Both movements also rely on similar authority to make the case for their preferred reforms: A combination of arguments based on economic theory (each even has its own Nobel Prize winning economist in Milton Friedman and James Heckman!), program evaluation and effectiveness research aimed at showing their programs deliver positive results for kids and the public, and social justice arguments focused on the needs of historically underserved children. Both augment these arguments and research with savvy PR campaigns and grassroots advocacy to move the ball on their goals. And both movements have been driven by the strategic investments of committed patrons in the philanthropic world (both individuals and foundations).
And both, as their agendas advance and states start implementing their policy prescriptions, are having to deal with quality problems in the preschool programs and schools of choice that emerge.

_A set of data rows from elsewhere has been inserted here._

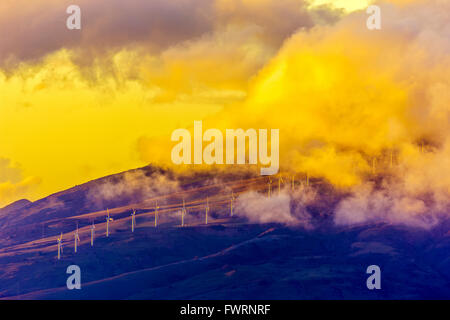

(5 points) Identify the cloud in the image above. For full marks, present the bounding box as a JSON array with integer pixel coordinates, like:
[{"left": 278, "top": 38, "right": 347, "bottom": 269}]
[{"left": 236, "top": 187, "right": 315, "bottom": 228}]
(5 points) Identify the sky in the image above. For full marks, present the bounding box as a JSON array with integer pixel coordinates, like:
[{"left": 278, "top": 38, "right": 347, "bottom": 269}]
[{"left": 0, "top": 0, "right": 450, "bottom": 215}]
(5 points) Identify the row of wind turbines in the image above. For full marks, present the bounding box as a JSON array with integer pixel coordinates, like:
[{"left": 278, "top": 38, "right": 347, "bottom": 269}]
[{"left": 56, "top": 175, "right": 310, "bottom": 260}]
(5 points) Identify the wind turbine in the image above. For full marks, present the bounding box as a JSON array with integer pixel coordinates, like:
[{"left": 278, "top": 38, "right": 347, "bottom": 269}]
[
  {"left": 230, "top": 191, "right": 234, "bottom": 216},
  {"left": 56, "top": 232, "right": 62, "bottom": 260},
  {"left": 155, "top": 200, "right": 159, "bottom": 228},
  {"left": 91, "top": 221, "right": 95, "bottom": 247},
  {"left": 181, "top": 198, "right": 186, "bottom": 227},
  {"left": 106, "top": 208, "right": 114, "bottom": 237},
  {"left": 205, "top": 197, "right": 209, "bottom": 224},
  {"left": 73, "top": 223, "right": 80, "bottom": 253},
  {"left": 278, "top": 176, "right": 283, "bottom": 195},
  {"left": 131, "top": 209, "right": 136, "bottom": 232}
]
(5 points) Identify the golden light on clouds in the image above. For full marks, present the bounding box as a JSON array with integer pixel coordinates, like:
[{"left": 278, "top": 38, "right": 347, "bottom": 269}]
[{"left": 0, "top": 0, "right": 450, "bottom": 216}]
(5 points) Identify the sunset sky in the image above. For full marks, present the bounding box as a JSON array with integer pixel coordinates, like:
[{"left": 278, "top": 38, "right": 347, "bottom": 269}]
[{"left": 0, "top": 0, "right": 450, "bottom": 211}]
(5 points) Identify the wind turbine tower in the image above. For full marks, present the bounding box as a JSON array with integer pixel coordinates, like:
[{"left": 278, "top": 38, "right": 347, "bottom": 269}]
[
  {"left": 56, "top": 232, "right": 62, "bottom": 260},
  {"left": 131, "top": 209, "right": 136, "bottom": 232},
  {"left": 267, "top": 178, "right": 272, "bottom": 198},
  {"left": 230, "top": 191, "right": 234, "bottom": 216},
  {"left": 278, "top": 176, "right": 283, "bottom": 195},
  {"left": 181, "top": 198, "right": 186, "bottom": 227},
  {"left": 205, "top": 197, "right": 209, "bottom": 224},
  {"left": 155, "top": 200, "right": 159, "bottom": 228},
  {"left": 73, "top": 223, "right": 80, "bottom": 253},
  {"left": 106, "top": 208, "right": 112, "bottom": 237}
]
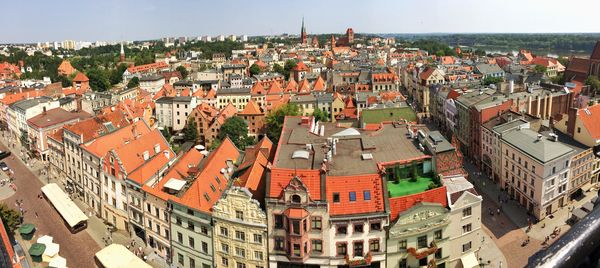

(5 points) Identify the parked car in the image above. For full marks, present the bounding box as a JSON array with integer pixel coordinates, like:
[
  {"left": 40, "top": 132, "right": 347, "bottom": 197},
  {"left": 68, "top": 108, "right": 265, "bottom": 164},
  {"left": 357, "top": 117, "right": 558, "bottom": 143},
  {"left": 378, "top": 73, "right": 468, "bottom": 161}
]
[
  {"left": 0, "top": 151, "right": 10, "bottom": 160},
  {"left": 0, "top": 162, "right": 8, "bottom": 171}
]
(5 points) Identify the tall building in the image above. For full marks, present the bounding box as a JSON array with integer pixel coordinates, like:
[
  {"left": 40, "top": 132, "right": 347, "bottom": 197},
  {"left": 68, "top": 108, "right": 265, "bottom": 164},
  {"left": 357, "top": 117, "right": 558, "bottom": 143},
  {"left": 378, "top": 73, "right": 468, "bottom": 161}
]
[{"left": 300, "top": 17, "right": 307, "bottom": 44}]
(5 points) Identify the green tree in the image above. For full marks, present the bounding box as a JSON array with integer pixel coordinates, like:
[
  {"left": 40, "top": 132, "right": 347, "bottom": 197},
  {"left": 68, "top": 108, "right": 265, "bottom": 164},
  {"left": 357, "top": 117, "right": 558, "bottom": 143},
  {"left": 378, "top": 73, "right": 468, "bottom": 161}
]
[
  {"left": 250, "top": 63, "right": 260, "bottom": 75},
  {"left": 183, "top": 120, "right": 198, "bottom": 143},
  {"left": 86, "top": 69, "right": 110, "bottom": 91},
  {"left": 533, "top": 64, "right": 548, "bottom": 74},
  {"left": 217, "top": 116, "right": 254, "bottom": 150},
  {"left": 0, "top": 203, "right": 21, "bottom": 234},
  {"left": 585, "top": 75, "right": 600, "bottom": 92},
  {"left": 175, "top": 65, "right": 189, "bottom": 79},
  {"left": 313, "top": 109, "right": 329, "bottom": 122},
  {"left": 483, "top": 76, "right": 503, "bottom": 86},
  {"left": 127, "top": 76, "right": 140, "bottom": 88},
  {"left": 265, "top": 104, "right": 300, "bottom": 144},
  {"left": 273, "top": 63, "right": 285, "bottom": 74},
  {"left": 282, "top": 60, "right": 298, "bottom": 79}
]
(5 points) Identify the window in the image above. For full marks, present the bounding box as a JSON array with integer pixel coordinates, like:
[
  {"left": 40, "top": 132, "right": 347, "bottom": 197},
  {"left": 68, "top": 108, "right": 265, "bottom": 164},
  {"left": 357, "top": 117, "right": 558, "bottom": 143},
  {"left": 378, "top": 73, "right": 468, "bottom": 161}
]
[
  {"left": 235, "top": 210, "right": 244, "bottom": 221},
  {"left": 235, "top": 247, "right": 246, "bottom": 258},
  {"left": 353, "top": 241, "right": 363, "bottom": 257},
  {"left": 221, "top": 227, "right": 229, "bottom": 236},
  {"left": 254, "top": 234, "right": 262, "bottom": 244},
  {"left": 310, "top": 239, "right": 323, "bottom": 253},
  {"left": 433, "top": 230, "right": 442, "bottom": 239},
  {"left": 417, "top": 235, "right": 427, "bottom": 248},
  {"left": 235, "top": 231, "right": 246, "bottom": 241},
  {"left": 275, "top": 236, "right": 284, "bottom": 250},
  {"left": 363, "top": 190, "right": 371, "bottom": 201},
  {"left": 463, "top": 241, "right": 471, "bottom": 252},
  {"left": 310, "top": 217, "right": 322, "bottom": 230},
  {"left": 254, "top": 251, "right": 263, "bottom": 261},
  {"left": 463, "top": 207, "right": 471, "bottom": 218},
  {"left": 336, "top": 243, "right": 348, "bottom": 256},
  {"left": 350, "top": 192, "right": 356, "bottom": 202},
  {"left": 371, "top": 222, "right": 381, "bottom": 231},
  {"left": 398, "top": 240, "right": 406, "bottom": 249},
  {"left": 275, "top": 215, "right": 283, "bottom": 229},
  {"left": 463, "top": 223, "right": 471, "bottom": 234},
  {"left": 333, "top": 193, "right": 340, "bottom": 203},
  {"left": 369, "top": 239, "right": 379, "bottom": 252}
]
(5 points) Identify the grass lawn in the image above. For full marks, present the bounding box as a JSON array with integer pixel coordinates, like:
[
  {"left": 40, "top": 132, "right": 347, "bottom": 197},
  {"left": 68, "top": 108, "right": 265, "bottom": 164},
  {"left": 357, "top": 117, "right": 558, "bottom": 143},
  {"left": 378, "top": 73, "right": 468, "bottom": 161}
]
[
  {"left": 360, "top": 107, "right": 417, "bottom": 124},
  {"left": 387, "top": 177, "right": 433, "bottom": 197}
]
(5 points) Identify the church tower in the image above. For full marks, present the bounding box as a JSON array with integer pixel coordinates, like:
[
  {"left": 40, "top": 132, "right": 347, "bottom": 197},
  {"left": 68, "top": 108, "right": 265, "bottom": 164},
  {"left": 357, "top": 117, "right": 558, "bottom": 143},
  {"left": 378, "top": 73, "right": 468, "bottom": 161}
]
[
  {"left": 300, "top": 17, "right": 307, "bottom": 44},
  {"left": 119, "top": 42, "right": 125, "bottom": 62}
]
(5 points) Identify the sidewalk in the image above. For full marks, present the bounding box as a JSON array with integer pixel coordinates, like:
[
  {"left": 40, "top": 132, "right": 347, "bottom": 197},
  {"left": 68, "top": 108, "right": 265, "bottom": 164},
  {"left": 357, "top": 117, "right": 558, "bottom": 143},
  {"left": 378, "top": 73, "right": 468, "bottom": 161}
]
[{"left": 0, "top": 133, "right": 169, "bottom": 268}]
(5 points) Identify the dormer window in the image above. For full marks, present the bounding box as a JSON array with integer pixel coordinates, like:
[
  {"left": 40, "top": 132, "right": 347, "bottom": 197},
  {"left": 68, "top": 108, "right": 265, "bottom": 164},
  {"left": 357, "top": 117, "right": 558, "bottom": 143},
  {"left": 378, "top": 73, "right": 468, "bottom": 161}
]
[{"left": 292, "top": 194, "right": 302, "bottom": 204}]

In my experience, there's not a lot of love lost or perceived shared ground between the leading lights of the preschool and school choice movements. Conservative and libertarian choice advocates tend to hate the idea of public preschool funding, and preschool supporters have good reason to be wary of the market based on their experience with poor quality in unregulated private preschool and daycare programs. That's unfortunate, because they could learn a lot from one another and there are some natural synergies between their goals.

So, how do we get the preschool and choice movements talking? I don't think there's really much chance that they'll combine forces and form a New Pornographers-style education advocacy supergroup, but if folks were willing to lay down their biases, I think we might see some interesting conversations and collaborations emerge.